Driving this from the ankles is key. It's not to say the knee won't move. Read my previous post again if you are still lost in that point. The question is where you are driving the end of the kinetic chain from, which muscles are being used to do it makes a huge difference.
Try it boys
Student perspective: I'm sold on this because I've found that it just works for me in at least two specific ways.
1) It's the one movement I can rely on to start a clean arc right now, even at jogging - okay, running - speed, requiring no big forces work with.
2) When I start from the bottom up, I'm MUCH less likely to rush or over-ski the turn. My angulation and counter build naturally, and I'm much less likely to lose the outside ski on a patch of ice because I'm stacked over it much better. It all just feels right when I do this. (And yes, I can hear a certain faction groaning, saying, "You can't trust how you feel. You can only trust video." Yeah. Whatever. I guess if you have piss-poor internal feedback mechanisms. I do totally trust and value video, but it is possible to perceive and self-correct without it if you're really paying attention.)
The feet-first thing doesn't come naturally to me. It's also not something that I see right away when I watch really good skiers, live or on video (unlike, for example, hand position), so it doesn't insinuate itself into my movements as a result of modeling. I use the really easy slopes and cat tracks to make turns with JUST ankle movement - a much less extreme version of BTS's drill above. Once I get in the groove with this, I start trying to accelerate the frequency of the "wave." (I find that while I can make sparse shallow turns with less than ideal posture, I can't turn up the frequency effectively if my hips, hands, and/or shins are the slightest bit back.)
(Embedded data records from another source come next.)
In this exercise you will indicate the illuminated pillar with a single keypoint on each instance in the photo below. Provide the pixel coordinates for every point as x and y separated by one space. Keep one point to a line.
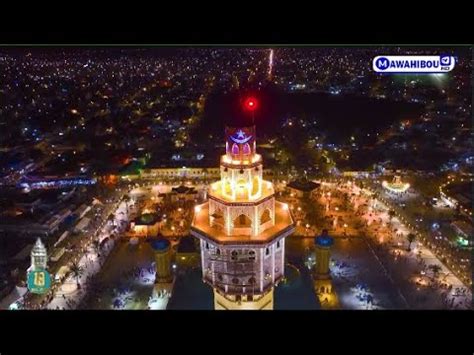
162 251
322 252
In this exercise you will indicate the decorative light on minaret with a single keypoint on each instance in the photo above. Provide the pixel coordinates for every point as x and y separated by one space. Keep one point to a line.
242 229
39 256
270 65
323 244
38 278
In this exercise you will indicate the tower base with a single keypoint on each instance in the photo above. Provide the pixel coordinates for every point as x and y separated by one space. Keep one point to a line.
232 302
326 293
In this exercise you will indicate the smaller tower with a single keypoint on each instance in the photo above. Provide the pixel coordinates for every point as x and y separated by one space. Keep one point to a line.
39 256
164 276
322 279
323 244
162 251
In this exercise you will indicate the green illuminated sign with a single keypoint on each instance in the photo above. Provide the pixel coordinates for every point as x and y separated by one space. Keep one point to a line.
39 281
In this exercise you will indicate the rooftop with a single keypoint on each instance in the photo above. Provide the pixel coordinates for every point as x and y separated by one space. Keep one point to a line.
147 219
303 185
284 225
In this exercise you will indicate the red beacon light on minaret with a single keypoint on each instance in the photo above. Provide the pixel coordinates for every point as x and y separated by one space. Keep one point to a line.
251 104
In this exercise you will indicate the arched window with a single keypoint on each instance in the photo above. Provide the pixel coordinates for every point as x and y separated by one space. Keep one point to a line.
235 149
242 221
265 216
252 255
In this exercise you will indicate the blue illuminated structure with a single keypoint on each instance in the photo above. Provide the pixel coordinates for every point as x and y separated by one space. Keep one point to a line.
241 137
160 244
324 240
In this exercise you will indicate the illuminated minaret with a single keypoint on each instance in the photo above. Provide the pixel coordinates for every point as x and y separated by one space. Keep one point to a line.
270 65
242 229
322 278
39 256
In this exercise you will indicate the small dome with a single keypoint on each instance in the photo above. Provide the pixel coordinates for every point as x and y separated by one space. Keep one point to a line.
160 244
324 240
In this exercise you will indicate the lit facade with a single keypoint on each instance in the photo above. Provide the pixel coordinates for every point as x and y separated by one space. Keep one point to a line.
39 256
242 229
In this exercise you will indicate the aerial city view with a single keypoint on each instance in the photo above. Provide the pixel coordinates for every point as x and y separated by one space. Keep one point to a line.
234 178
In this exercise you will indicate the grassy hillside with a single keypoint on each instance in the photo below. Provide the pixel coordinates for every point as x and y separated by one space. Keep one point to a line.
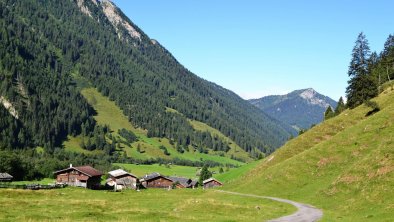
344 166
230 174
235 149
76 204
108 113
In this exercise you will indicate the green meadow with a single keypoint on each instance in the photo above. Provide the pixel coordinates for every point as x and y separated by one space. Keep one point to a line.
78 204
343 166
108 113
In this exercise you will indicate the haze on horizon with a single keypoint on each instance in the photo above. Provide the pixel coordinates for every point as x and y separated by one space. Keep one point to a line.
258 48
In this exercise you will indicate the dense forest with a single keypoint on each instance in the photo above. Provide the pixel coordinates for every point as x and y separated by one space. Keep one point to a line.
44 44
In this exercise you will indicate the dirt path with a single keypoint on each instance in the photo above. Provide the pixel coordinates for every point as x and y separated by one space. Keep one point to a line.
305 213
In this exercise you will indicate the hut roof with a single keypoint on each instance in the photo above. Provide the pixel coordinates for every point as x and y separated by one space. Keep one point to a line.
5 176
151 176
87 170
211 179
120 172
183 181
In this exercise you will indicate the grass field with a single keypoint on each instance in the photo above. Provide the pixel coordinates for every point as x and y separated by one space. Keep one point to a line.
172 170
110 114
186 171
235 150
344 166
77 204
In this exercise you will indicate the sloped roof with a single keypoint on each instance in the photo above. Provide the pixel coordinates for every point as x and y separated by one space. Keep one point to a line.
183 181
211 179
6 176
151 176
87 170
120 172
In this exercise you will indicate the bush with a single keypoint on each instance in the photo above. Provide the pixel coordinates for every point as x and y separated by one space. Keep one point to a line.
373 105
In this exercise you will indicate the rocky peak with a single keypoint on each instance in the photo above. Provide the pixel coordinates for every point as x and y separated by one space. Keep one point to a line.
111 12
312 97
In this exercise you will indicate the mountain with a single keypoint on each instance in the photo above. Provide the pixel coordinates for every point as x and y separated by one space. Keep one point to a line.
300 109
344 166
52 50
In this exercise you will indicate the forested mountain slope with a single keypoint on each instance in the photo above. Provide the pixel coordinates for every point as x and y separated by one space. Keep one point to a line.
45 44
344 166
300 109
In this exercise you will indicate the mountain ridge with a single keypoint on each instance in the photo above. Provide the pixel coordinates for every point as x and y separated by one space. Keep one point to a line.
95 40
300 108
I was out on the hill yesterday all by myself, trying to get used to a pair of 23m skis. It was a total blast, but does require some patience if you're used to 15m skis, like I am. So I was thinking about this stuff a whole lot. It all came together when I finally started keeping my hips forward through the whole turn (mostly, barring hiccups), paying more attention to the inside hand, and especially starting everything with just ankles. In one of these threads, @HeluvaSkier (I think) was talking about how he spends a lot of the turn, time-wise, with relatively low pressure. That sounds right to me, and is another thing that seems to me to happen when I focus on the ankles: The first part of the turn seems to take for-freaking-ever. The movements seem so puny and ineffectual at first, in comparison to the picture in my mind's eye of what a honking turn looks like. I start thinking I'm never going to be able to get flexed down to the higher edge angle / tighter radius I want. Then very quickly my inside leg is tipped nicely out of the way and I'm railing around the corner with good balance, ready for the transition and done. By contrast, if I get careless and forget the ankles early in the turn and try to start with the knees and hips, by the belly of the turn I'mIless countered, insufficiently tipped on the inside, reaching with the outside foot but not really engaging it as effectively, slow to carve out of the fall line, and poorly prepared to retract for the next turn.